Drug development of locally acting agents

A better understanding of the disposition of systemically absorbed drugs into the mucosal tissue and the correlation with clinically important outcomes will be key for developing compounds with proven mechanism of action that are being designed to act locally in the gut and limit systemic absorption. Sandborn et al. [79] recently presented the results of a Phase 2b randomized, double-blind, placebo-controlled induction study in patients with moderately-to-severely active UC who were treated with PTG-100, an orally administered gut-restricted peptide α4β7 antagonist. PTG-100 showed a dose-dependent increase in clinical remission, endoscopic response, and histologic remission with maximal efficacy at the 900-mg dose. These efficacy results require confirmation in subsequent trials, including systemic and local exposure-response analyses to understand inter- and intra-individual variability in pharmacokinetics and pharmacodynamics. Panes et al. recently presented the results of a Phase 1b randomized, double-blind, placebo-controlled study in patients with moderately-to-severely active UC who were treated with TD-1473, an orally administered and intestinally restricted pan-JAK inhibitor [80]. TD-1473 was generally well tolerated over 4 weeks with evidence of signals for clinical and biomarker activity and colonic tissue concentrations of TD-1473 that were higher than plasma concentrations and in the range needed for JAK inhibition.
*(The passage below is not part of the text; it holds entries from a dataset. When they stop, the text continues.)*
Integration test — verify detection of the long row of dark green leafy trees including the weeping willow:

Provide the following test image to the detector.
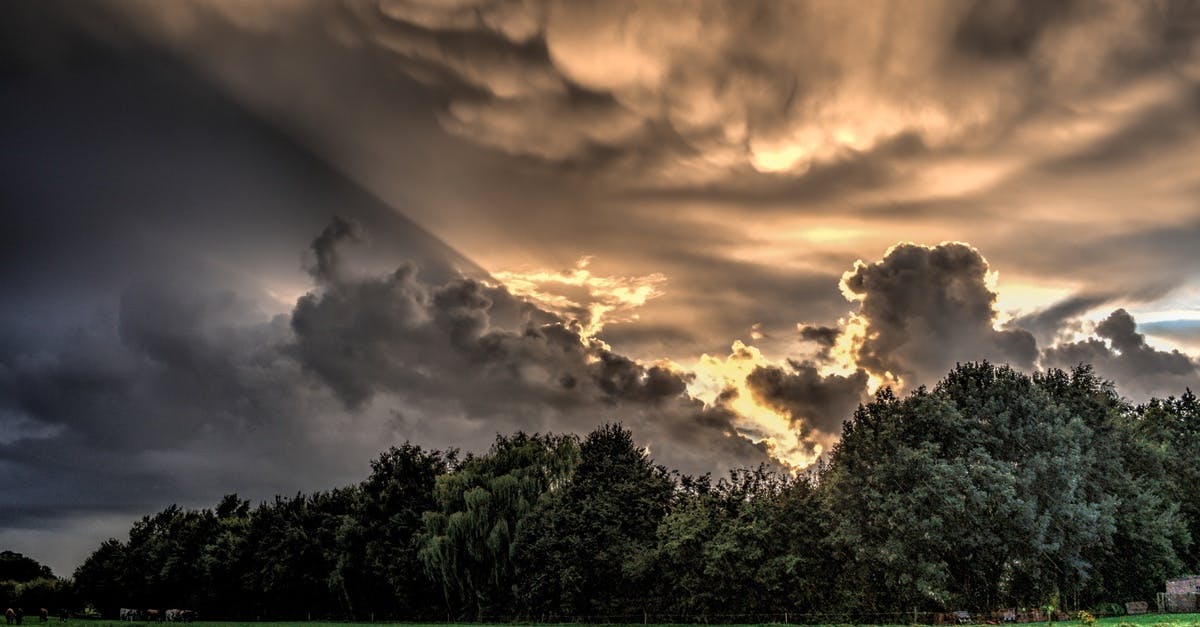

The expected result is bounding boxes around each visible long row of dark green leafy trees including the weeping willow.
[60,363,1200,622]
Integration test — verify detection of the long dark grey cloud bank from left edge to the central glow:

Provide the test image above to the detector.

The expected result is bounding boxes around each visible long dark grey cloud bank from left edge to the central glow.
[0,213,769,569]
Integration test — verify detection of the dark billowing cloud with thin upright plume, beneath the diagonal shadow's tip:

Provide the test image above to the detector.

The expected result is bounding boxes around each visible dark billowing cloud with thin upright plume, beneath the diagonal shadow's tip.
[288,221,764,471]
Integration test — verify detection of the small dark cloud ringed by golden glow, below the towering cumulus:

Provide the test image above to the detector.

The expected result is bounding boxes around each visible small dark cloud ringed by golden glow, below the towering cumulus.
[746,360,868,435]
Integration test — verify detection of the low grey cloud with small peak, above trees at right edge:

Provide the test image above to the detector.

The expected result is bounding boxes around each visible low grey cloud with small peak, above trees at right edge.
[1042,309,1200,400]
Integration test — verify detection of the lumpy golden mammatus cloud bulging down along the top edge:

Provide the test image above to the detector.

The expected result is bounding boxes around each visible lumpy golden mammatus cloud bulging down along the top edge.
[338,0,1195,185]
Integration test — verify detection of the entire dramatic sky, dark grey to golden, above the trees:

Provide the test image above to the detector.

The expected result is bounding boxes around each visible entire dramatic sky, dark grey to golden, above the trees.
[0,0,1200,574]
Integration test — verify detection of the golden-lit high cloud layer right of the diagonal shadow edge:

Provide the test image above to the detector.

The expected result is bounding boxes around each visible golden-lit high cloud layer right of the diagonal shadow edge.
[68,0,1200,365]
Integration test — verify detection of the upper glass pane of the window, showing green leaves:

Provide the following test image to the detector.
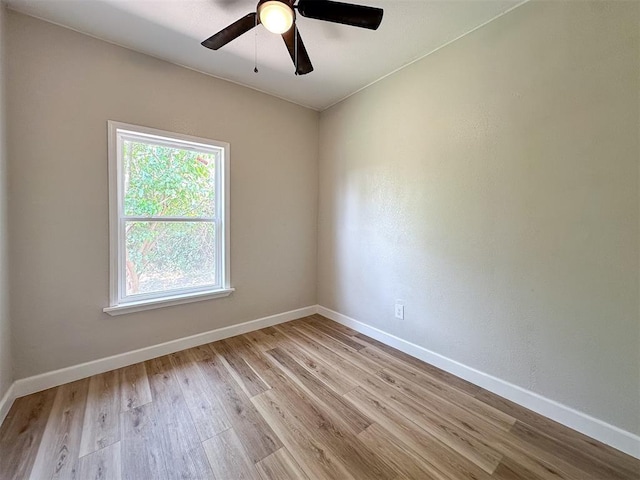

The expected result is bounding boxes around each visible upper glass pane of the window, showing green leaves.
[122,139,216,217]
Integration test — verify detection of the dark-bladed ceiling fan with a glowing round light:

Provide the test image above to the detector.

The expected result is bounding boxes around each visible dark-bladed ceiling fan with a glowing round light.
[202,0,383,75]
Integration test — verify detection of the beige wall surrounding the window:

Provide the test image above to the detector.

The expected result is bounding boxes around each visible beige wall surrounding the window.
[8,12,318,378]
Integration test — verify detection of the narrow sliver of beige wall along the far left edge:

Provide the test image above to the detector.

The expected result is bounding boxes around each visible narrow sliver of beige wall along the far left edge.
[0,3,13,399]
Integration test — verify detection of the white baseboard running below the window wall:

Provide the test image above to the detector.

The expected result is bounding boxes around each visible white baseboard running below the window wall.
[0,305,317,424]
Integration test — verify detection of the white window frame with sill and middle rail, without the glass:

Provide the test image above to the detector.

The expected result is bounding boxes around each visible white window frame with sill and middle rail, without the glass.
[103,120,234,315]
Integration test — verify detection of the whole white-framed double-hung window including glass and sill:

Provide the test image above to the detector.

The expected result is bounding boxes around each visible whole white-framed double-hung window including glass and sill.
[104,122,233,315]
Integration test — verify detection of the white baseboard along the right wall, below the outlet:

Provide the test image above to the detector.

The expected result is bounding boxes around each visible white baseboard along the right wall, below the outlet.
[317,305,640,459]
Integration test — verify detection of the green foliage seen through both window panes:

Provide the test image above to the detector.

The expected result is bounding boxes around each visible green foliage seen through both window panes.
[122,139,216,295]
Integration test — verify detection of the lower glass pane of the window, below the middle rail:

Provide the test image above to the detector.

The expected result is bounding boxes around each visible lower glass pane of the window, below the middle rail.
[126,222,216,295]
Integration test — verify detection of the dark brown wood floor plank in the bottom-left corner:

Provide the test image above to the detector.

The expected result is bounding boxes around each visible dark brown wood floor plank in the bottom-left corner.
[0,388,57,480]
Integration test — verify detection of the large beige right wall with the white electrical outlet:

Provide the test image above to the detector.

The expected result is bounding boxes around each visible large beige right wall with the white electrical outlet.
[318,2,640,434]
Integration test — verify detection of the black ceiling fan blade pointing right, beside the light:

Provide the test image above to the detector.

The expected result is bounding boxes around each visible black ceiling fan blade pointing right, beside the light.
[298,0,384,30]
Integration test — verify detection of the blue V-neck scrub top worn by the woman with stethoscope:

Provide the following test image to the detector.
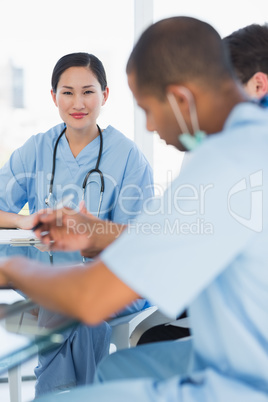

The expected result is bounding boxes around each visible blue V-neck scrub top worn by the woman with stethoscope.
[0,123,153,223]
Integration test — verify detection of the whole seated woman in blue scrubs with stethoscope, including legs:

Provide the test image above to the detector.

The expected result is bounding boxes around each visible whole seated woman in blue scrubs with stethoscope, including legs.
[0,53,153,395]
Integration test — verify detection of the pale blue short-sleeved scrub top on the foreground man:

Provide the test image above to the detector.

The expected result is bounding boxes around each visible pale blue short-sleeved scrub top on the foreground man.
[101,103,268,402]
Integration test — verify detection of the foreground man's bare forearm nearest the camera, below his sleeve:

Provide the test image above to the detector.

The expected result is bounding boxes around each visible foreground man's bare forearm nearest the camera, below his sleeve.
[0,258,138,325]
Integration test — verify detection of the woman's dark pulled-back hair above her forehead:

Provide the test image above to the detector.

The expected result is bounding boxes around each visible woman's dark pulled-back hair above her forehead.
[51,53,107,93]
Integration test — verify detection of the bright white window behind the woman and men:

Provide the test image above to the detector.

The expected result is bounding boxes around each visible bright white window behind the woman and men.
[0,0,267,187]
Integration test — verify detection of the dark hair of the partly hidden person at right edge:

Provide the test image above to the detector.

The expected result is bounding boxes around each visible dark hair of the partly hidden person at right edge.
[223,24,268,84]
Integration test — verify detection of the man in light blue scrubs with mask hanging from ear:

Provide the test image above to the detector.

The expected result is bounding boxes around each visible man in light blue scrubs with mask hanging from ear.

Based on these early results, the local delivery of compounds (both peptides and small molecules) with proven systemic mechanism of action may prove to be a promising strategy leading to orally administered, effective, yet safer drugs because of limited systemic exposure. Understanding drug disposition after systemic or oral administration will be key for efficient dose finding and early drug development.

Conclusions

The adoption of TDM for patients with IBD undergoing treatment with thiopurines or TNF antagonists has offered a more personalized approach to optimizing therapy. The benefits of reactive TDM for defining mechanisms of loss of response or adverse events have been well established. Despite these advances, our review also highlights areas that require further investigation. First, although many clinicians employ proactive TDM for TNF antagonists, the evidence to support this practice is primarily observational. Second, the role of TDM for patients treated with biologics with alternative mechanisms of action other than TNF blockade is unclear, as these agents have different immunogenicity and pharmacokinetic profiles. Third, recent drug development of effective locally acting therapies may change our approach from measuring systemic drug concentrations to measuring drug at site of action. The development of these concepts will mark another important step forward in personalized IBD care.